La demanderesse étant la partie perdante, elle doit supporter la taxe d’opposition ainsi que les frais exposés par l’opposante aux fins de la présente procédure.
Conformément à l’article 109, paragraphe 1 et (7) du RMUE et à l’article 18, paragraphe 1, point c) i), du REMUE, les frais à payer à l’opposante sont la taxe d’opposition et les frais de représentation, qui sont fixés sur la base du taux maximal qui y est fixé.

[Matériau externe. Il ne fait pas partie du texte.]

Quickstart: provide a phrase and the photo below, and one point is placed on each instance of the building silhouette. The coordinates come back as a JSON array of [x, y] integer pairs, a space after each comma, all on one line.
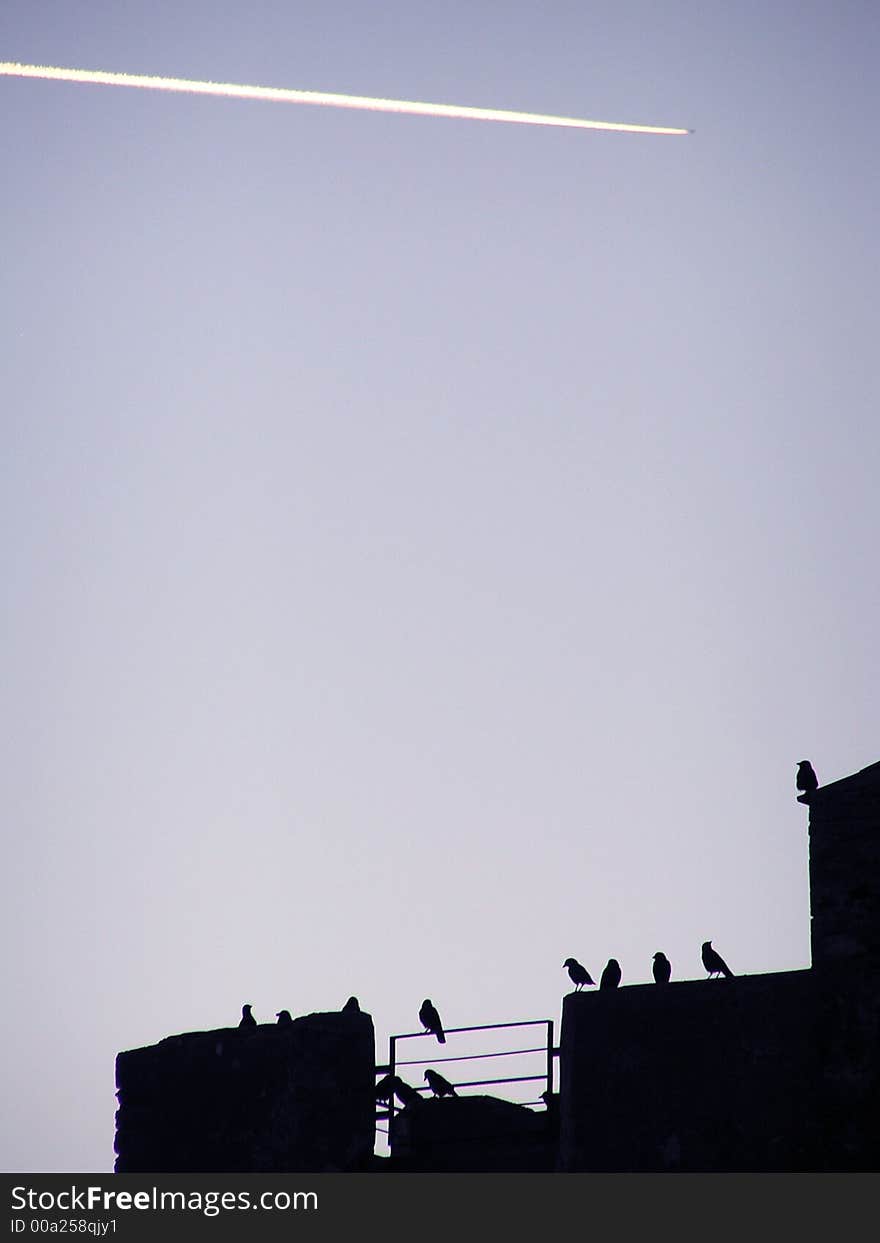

De la division d’opposition
María Aránzazu Gandia Irene MARUGÁN Marín Florica RUS SELLENS
Décision sur l’opposition no B 3 142 683 Page sur 7 7
Conformément à l’article 67 du RMUE, toute partie peut recourir contre cette décision pour autant que cette dernière n’ait pas fait droit à ses prétentions. Conformément à l’article 68 du RMUE, le recours doit être formé par écrit auprès de l’Office dans un délai de deux mois à compter du jour de la notification de la présente décision. L’acte de recours est déposé dans la langue de procédure de la décision attaquée. En outre, un mémoire exposant les motifs du recours doit être déposé par écrit dans un délai de quatre mois à compter de cette date. Le recours n’est considéré comme formé qu’après paiement de la taxe de recours d’un montant de 720 EUR.